A team of academic researchers from Georgia Tech and Purdue University has unveiled a new side-channel attack, dubbed TEE.Fail, that can extract cryptographic secrets from the Trusted Execution Environments (TEEs) embedded in modern CPUs. The attack targets the secure regions of processors such as Intel SGX and TDX and AMD SEV-SNP that are designed to safeguard sensitive data from even the operating system.
TEE.Fail leverages a memory-bus interposition attack on DDR5-based systems, exploiting design weaknesses in newer confidential computing architectures. Unlike previous DDR4 attacks such as WireTap and BatteringRAM, this is the first method proven effective on DDR5. According to the researchers, the entire setup costs less than $1,000.
Intel and AMD’s transition to DDR5 memory introduced deterministic AES-XTS encryption but removed memory integrity and replay protections, leaving TEEs exposed to ciphertext analysis.
As part of experiments, the researchers built a custom DDR5 interposer and logic analyzer to observe encrypted data as it moved between the CPU and memory.
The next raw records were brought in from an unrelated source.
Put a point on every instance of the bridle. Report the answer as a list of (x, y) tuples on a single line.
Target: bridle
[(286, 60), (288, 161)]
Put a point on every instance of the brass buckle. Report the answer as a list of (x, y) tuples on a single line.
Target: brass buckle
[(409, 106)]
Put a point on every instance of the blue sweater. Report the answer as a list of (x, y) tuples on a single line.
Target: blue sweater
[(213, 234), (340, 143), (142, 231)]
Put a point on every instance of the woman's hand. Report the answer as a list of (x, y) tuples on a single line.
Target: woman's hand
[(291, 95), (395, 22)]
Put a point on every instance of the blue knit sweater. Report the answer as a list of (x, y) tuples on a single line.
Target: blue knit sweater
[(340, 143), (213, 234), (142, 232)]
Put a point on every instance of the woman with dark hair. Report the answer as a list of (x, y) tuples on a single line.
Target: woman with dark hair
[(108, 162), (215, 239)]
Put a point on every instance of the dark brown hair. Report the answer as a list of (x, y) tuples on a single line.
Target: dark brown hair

By lowering the memory clock speed and capturing ciphertext patterns, they confirmed that DDR5 encryption was deterministic, meaning the same plaintext always produces the same ciphertext. This allowed them to map encrypted values to plaintext data, recover nonces, and eventually reconstruct private cryptographic keys.
The research team disclosed their findings to Intel (April 2025), NVIDIA (June 2025), and AMD (August 2025). All three companies acknowledged the issue and are assessing its impact. Intel and NVIDIA are reportedly preparing public statements, while AMD has already issued a bulletin indicating that it does not plan mitigations, citing physical-access attacks as out of scope.